CaTiO3 perovskite /g-C3N4 heterojunction-based composite photocatalyst, part II: Synthesis, characterization and the boosted photocatalytic activity towards Gemifloxacin

Background: Due to the potential ecosystem protection and management applications, searching to achieve highly optimized semiconductor-based photocatalysts utilizing solar energy is still a significant challenge.Methods: Thus, CaTiO3/g-C3N4 heterostructures synthesis via in-situ calcination method was synthesized here, and its structure was investigated by different characterization techniques such as FT-IR, XRD, SEM, EDX, X-ray mapping, cyclic voltammetry (CV), EIS, and DRS techniques.Significant findings: The average crystallite size of the composite sample was estimated at 3.8 nm and 3.5 nm, respectively, according to the Scherrer and Williamson-Hall using XRD results. pHpzc values were approximately 8.6, 5.5, and 6.5 for CaTiO3, g-C3N4, and CaTiO3/g-C3N4 samples.

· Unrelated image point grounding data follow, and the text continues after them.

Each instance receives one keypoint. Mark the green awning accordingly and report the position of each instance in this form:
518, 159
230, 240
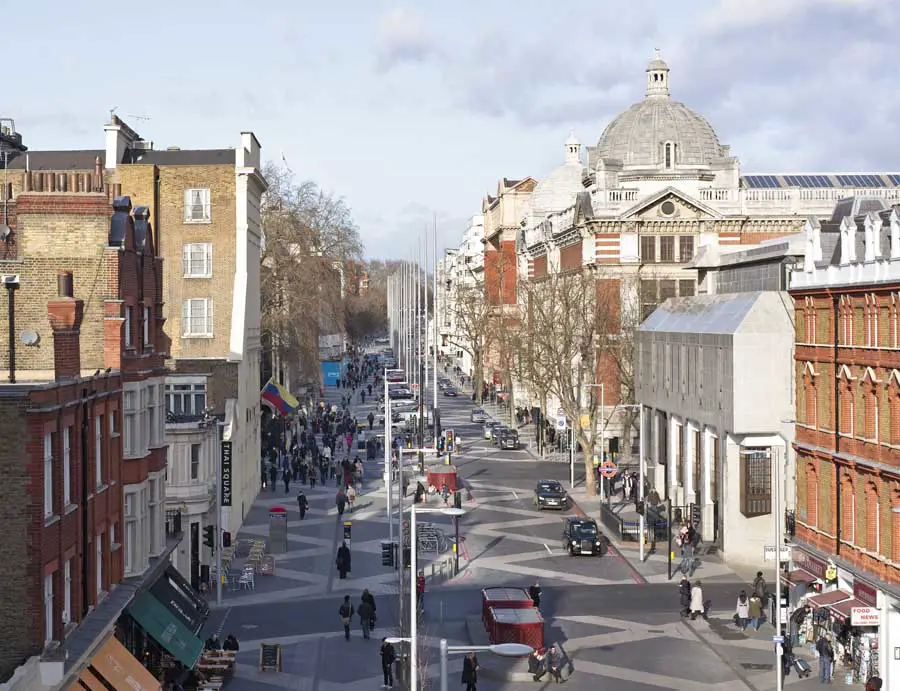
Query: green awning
166, 629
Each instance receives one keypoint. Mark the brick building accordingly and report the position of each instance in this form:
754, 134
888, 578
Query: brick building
204, 208
847, 359
83, 403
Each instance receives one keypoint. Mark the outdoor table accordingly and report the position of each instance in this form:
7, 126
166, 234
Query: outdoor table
502, 598
517, 626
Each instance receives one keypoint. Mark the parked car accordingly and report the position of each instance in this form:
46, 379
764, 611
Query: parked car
549, 494
509, 439
582, 536
496, 431
488, 427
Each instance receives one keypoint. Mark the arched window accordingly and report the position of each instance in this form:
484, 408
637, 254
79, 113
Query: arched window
873, 519
848, 510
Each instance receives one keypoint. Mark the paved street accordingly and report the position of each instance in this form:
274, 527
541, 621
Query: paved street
616, 617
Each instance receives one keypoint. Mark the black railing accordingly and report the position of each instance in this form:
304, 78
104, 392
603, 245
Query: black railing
173, 523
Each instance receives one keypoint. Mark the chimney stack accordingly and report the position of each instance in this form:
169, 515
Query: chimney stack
65, 314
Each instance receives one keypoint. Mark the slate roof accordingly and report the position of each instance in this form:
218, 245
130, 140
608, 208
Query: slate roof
702, 314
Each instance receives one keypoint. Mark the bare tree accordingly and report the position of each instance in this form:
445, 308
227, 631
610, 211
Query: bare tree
309, 242
565, 330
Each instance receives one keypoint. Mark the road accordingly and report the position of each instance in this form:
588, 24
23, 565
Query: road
622, 631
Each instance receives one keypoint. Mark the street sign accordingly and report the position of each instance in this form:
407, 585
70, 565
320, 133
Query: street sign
769, 553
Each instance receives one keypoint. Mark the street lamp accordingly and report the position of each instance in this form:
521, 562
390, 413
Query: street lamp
413, 595
498, 649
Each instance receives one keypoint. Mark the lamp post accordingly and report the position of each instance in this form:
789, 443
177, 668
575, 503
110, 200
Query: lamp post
413, 594
499, 649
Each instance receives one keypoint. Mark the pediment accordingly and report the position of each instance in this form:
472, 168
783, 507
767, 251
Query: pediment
670, 203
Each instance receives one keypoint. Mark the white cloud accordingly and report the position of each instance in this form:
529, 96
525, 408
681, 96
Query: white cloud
403, 37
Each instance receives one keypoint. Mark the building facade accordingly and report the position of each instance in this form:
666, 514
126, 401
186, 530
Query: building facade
83, 403
847, 365
714, 380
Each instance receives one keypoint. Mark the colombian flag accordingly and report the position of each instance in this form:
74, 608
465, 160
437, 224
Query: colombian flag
279, 398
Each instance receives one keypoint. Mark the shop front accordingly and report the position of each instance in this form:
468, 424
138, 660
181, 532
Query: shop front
113, 667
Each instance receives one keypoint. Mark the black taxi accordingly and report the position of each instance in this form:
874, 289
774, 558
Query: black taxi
582, 536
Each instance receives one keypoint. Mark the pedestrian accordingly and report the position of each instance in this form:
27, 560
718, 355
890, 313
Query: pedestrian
388, 656
346, 614
826, 659
470, 672
534, 592
697, 607
755, 611
342, 561
302, 504
742, 612
365, 613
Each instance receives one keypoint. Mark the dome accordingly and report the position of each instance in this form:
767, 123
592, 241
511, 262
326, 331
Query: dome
638, 136
557, 191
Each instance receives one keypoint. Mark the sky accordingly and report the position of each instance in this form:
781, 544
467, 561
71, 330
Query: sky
412, 112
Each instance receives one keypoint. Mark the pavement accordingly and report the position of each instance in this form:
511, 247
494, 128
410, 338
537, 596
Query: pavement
617, 617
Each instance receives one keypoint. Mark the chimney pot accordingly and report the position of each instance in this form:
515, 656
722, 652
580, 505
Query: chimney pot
65, 284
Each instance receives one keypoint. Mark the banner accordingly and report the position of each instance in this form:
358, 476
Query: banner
225, 474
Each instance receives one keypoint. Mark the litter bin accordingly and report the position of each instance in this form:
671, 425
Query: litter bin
277, 530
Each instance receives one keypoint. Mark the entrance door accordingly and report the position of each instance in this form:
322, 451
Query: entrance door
195, 556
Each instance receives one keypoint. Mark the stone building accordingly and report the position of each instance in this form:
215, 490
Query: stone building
847, 366
82, 407
204, 207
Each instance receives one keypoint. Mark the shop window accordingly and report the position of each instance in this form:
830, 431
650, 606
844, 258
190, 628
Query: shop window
756, 482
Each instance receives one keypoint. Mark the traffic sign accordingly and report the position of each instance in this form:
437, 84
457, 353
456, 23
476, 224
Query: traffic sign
769, 553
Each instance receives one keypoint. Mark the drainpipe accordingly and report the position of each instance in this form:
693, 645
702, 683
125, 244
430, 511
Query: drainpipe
835, 311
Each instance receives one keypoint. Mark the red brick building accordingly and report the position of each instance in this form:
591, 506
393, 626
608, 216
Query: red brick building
847, 359
81, 405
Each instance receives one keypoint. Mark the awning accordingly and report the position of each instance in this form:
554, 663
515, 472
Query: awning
118, 668
176, 594
828, 599
799, 577
166, 628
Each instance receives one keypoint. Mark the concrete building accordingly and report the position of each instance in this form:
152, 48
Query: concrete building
82, 409
714, 378
847, 309
657, 187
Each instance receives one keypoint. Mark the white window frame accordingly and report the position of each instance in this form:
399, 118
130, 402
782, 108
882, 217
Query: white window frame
48, 474
128, 323
131, 423
48, 608
145, 325
197, 318
196, 259
67, 592
67, 467
98, 450
197, 205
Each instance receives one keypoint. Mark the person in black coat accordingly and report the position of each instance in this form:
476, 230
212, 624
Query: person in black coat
470, 672
343, 560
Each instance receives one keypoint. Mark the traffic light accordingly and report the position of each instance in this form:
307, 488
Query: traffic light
387, 554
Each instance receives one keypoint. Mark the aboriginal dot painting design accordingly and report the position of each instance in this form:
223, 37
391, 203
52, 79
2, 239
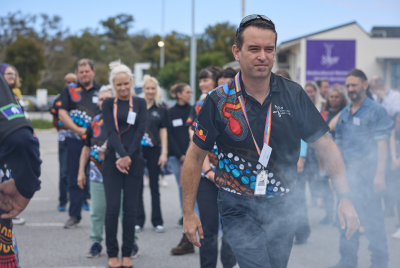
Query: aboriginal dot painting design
231, 112
96, 126
80, 118
95, 174
146, 140
238, 175
75, 94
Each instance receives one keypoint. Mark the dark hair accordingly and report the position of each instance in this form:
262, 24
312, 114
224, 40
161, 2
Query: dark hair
284, 73
226, 73
178, 88
360, 74
210, 72
319, 81
258, 23
84, 62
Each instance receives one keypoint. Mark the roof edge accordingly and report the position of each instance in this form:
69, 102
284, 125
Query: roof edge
330, 29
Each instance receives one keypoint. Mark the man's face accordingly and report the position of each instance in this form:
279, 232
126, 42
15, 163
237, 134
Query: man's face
257, 55
379, 91
323, 90
69, 79
85, 74
356, 88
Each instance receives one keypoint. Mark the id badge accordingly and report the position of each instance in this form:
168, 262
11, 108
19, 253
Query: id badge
261, 183
265, 155
131, 118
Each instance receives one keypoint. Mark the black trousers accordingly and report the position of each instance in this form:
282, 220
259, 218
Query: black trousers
114, 183
207, 196
76, 194
151, 154
303, 229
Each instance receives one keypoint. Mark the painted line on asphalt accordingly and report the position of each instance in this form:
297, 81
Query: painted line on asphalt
49, 224
40, 199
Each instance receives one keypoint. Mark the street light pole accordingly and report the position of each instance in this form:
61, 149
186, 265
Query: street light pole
193, 48
161, 44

Based on the DRS data, the evaluated band gap energy for the g-C3N4, CaTiO3, and CaTiO3/g-C3N4 were 2.76, 3.5, and 2.6 eV, respectively. EIS and CV data confirmed better charge carriers' transfer in the composite. The proposed CaTiO3/g-C3N4 composite showed a synergistic effect in the photodegradation of Gemifloxacin in an aqueous solution under both UV and Vis light illumination.Changes in the CaTiO3:g-C3N4 ratio varied the photocatalytic activity of the obtained catalyst.